Nombre de ses électeurs sont de plus en plus mécontents. La semaine dernière, l'Université du Michigan a fait état d'une forte baisse de son indice de confiance des consommateurs, qui a atteint des niveaux proches de ses plus bas historiques. Hormis les personnes disposant d'importants portefeuilles d'actions et profitant de la hausse des valeurs technologiques, le moral est au plus bas. Il n'est donc guère surprenant que le mécontentement économique des électeurs se retourne aujourd'hui contre lui. La cote de popularité de Trump s'effondre, principalement en raison de la désapprobation générale concernant sa gestion de l'inflation, de l'économie et de l'emploi.

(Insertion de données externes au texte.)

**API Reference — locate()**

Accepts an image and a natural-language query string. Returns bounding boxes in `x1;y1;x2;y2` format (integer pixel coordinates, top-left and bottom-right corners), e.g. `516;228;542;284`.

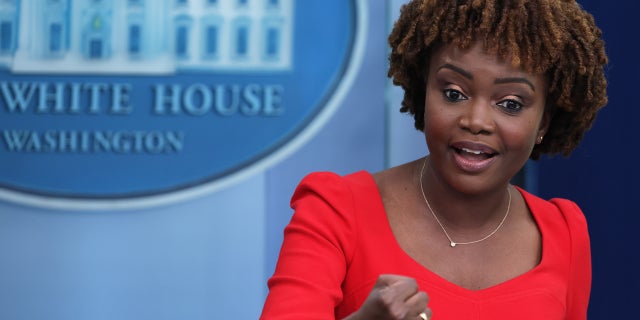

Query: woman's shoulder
294;170;374;192
293;159;421;198
290;170;378;207
517;187;588;234
371;159;422;191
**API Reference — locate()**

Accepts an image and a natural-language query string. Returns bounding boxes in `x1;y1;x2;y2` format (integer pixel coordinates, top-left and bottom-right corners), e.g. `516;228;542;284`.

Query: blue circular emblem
0;0;367;209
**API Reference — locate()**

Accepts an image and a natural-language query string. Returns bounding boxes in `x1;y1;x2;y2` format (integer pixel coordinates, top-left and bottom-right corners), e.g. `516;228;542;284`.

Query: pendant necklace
419;158;512;247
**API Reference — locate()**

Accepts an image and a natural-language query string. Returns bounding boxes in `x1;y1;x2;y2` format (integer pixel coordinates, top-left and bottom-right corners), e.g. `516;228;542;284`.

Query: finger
418;311;430;320
375;274;413;287
383;277;419;301
418;306;433;320
374;275;420;303
405;290;429;315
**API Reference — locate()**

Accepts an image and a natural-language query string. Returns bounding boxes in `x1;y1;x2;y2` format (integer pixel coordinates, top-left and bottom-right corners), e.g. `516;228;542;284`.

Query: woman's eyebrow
494;77;536;91
437;63;473;80
437;63;536;91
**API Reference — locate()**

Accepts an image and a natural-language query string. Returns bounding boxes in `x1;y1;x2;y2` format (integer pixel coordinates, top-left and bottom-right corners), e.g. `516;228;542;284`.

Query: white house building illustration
0;0;293;74
0;1;19;59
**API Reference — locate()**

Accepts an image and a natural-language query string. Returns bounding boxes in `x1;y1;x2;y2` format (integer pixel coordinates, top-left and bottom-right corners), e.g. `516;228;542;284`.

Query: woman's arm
260;172;357;319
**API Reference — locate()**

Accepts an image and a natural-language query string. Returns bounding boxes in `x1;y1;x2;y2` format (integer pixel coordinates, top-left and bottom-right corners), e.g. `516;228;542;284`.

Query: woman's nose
457;100;496;135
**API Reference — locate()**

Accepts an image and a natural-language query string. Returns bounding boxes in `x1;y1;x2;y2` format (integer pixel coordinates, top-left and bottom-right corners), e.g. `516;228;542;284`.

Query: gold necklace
419;158;512;247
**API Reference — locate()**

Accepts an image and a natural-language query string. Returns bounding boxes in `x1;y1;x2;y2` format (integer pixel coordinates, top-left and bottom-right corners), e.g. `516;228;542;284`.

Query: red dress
261;171;591;320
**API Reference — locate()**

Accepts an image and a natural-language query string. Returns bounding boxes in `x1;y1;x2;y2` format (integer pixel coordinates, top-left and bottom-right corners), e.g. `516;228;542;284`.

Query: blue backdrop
537;1;640;318
0;1;634;319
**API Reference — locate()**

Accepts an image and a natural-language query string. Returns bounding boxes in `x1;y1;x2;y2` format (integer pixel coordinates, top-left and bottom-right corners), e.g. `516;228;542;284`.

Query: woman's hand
344;274;432;320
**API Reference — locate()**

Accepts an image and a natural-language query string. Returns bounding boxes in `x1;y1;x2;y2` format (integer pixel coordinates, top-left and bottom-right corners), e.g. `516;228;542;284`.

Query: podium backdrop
0;1;634;319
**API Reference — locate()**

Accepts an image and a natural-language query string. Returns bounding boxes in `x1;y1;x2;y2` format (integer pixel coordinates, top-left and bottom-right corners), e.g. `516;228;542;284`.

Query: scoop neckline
360;171;547;298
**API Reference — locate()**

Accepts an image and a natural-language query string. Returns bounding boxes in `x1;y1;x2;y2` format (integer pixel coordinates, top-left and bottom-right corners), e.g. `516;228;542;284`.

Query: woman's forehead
430;41;535;76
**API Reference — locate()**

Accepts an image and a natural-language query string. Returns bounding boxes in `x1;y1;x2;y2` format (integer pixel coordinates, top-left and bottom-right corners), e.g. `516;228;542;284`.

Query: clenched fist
344;274;432;320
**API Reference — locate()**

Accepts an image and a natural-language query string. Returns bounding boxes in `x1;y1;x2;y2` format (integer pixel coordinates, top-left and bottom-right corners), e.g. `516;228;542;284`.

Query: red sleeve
260;172;358;320
553;199;592;320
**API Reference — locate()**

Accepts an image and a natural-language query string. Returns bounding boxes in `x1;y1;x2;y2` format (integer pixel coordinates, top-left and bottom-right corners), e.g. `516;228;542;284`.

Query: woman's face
423;41;549;195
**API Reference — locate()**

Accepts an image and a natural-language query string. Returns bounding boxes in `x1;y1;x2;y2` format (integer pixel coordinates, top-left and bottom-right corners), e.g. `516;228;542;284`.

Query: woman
261;0;608;319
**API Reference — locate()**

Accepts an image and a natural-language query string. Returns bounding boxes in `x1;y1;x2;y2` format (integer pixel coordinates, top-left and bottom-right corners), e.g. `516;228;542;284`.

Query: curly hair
388;0;608;159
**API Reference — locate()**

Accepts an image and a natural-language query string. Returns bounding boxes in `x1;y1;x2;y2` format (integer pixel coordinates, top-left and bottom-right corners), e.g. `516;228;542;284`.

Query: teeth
461;147;483;155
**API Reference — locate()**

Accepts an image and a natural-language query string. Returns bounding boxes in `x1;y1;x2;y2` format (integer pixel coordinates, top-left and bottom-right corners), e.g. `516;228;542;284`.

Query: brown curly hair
388;0;608;159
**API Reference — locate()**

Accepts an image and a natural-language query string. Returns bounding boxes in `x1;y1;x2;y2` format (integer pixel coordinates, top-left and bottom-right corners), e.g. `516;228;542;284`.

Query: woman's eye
496;99;524;113
443;89;467;102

Les élections partielles du début du mois, lors desquelles les démocrates ont raflé la mise à la mairie de New York et aux postes de gouverneurs de Virginie et du New Jersey, et ont facilement fait adopter en Californie un plan de redécoupage électoral susceptible de coûter cinq sièges aux républicains à la Chambre des représentants, ont brutalement rappelé l'importance des enjeux. Le mécontentement s'étend au-delà des bastions démocrates et gagne désormais les fiefs de Trump. Le 4 novembre, il s'est traduit par des victoires démocrates aux élections des assemblées législatives d'État, des présidents de comté et à d'autres postes dans des circonscriptions traditionnellement républicaines, du Mississippi à la Géorgie, en passant par la Virginie et la Pennsylvanie.
Sur Truth Social, Trump a affirmé avec véhémence que « son absence sur les bulletins de vote et la fermeture des bureaux électoraux sont les deux raisons pour lesquelles les républicains ont perdu les élections ce soir ». Mais il semble conscient des répercussions politiques de sa politique économique : vendredi, il a tenté de faire baisser les prix alimentaires en supprimant les droits de douane qu’il avait imposés, il a proposé un prêt hypothécaire sur 50 ans, largement ridiculisé, pour améliorer l’accessibilité au logement et a évoqué un remboursement d’impôt de 2 000 $ financé par les droits de douane déjà payés par les Américains.
Même si Trump a changé de cap, à l'instar de ce qui est arrivé à Joe Biden, les électeurs confrontés à la réalité d'une économie moribonde auront peut-être plus de mal à oublier les propos de Trump affirmant qu'« il n'y a pas d'inflation », d'autant plus que les démocrates ressassent ce message sans cesse dans leur lutte pour reconquérir la Chambre des représentants lors des élections de mi-mandat l'année prochaine.
L'hostilité raciale est, sans aucun doute, un moteur essentiel de la politique américaine. Son importance va probablement croître à mesure que la part décroissante de la population blanche poussera une coalition MAGA apeurée à se retrancher toujours plus fermement. Mais il semble aujourd'hui évident qu'attiser le ressentiment racial des Américains ne suffira pas à Trump pour se maintenir au pouvoir. Il devait aussi faire ses preuves sur le plan économique. Et il ne l'a pas fait.